Decode Base64 PDF from JSON and Extract Text
#!/usr/bin/env python3
import json
import base64
# Read the JSON file
with open('document_response.json', 'r') as f:
data = json.load(f)
# Decode the base64 content
content_base64 = data['content']
pdf_bytes = base64.b64decode(content_base64)
# Save the decoded PDF
with open('decoded_document.pdf', 'wb') as f:
f.write(pdf_bytes)
print("Saved decoded PDF to decoded_document.pdf")

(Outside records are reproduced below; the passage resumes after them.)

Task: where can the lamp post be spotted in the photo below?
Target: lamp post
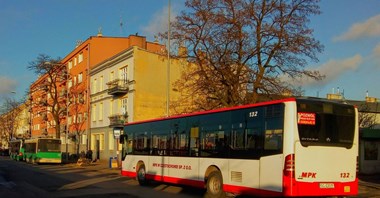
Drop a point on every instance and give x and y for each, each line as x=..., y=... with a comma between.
x=66, y=77
x=67, y=116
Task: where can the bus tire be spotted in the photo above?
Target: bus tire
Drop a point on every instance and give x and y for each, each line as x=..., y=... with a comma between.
x=141, y=175
x=215, y=185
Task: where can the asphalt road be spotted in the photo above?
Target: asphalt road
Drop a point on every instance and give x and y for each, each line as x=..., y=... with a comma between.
x=19, y=179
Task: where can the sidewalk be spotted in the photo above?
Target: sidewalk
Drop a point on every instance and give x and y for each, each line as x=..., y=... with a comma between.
x=99, y=165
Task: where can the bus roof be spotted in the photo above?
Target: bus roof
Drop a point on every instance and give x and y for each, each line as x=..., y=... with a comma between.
x=213, y=111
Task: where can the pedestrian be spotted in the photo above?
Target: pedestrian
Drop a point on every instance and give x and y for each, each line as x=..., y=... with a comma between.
x=89, y=155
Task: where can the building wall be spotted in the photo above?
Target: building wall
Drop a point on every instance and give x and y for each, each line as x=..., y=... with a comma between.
x=145, y=99
x=369, y=154
x=150, y=74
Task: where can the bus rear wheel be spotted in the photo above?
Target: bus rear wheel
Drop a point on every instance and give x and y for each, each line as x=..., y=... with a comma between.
x=215, y=185
x=141, y=175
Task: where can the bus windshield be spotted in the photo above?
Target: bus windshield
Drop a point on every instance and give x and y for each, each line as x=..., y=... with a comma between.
x=325, y=124
x=47, y=145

# Try to extract text (requires PyPDF2 or pdfplumber)
try:
import pdfplumber
from io import BytesIO
with pdfplumber.open(BytesIO(pdf_bytes)) as pdf:
text = ""
for page in pdf.pages:
text += (page.extract_text() or "") + "\n"
except ImportError:
try:
import PyPDF2
from io import BytesIO
reader = PyPDF2.PdfReader(BytesIO(pdf_bytes))
text = ""
for page in reader.pages:
text += (page.extract_text() or "") + "\n"
except ImportError:
print("Install PyPDF2 or pdfplumber: pip install PyPDF2 pdfplumber")
text = ""
if text:
with open('decoded_document.txt', 'w', encoding='utf-8') as f:
f.write(text)
print("Text extracted and saved to decoded_document.txt")Conclusion
XDS was created because patient care often involves more than one organization, and clinicians need a reliable way to find and pull the right clinical documents from other organizations when they need them. It offers a clean way to make documents discoverable and retrievable across boundaries without forcing everyone onto the same system or into a single central database. That design choice is why it has held up for so long in real health networks.
But the real lesson is bigger than the transactions. XDS works when the surrounding pieces are treated as first-class concerns. That means consistent patient identity, good metadata, clear rules about who can publish and who can consume, and the operational discipline to keep registries and repositories reliable. The technology gives you the rails, but the exchange only becomes dependable when the people and processes around it are designed just as carefully.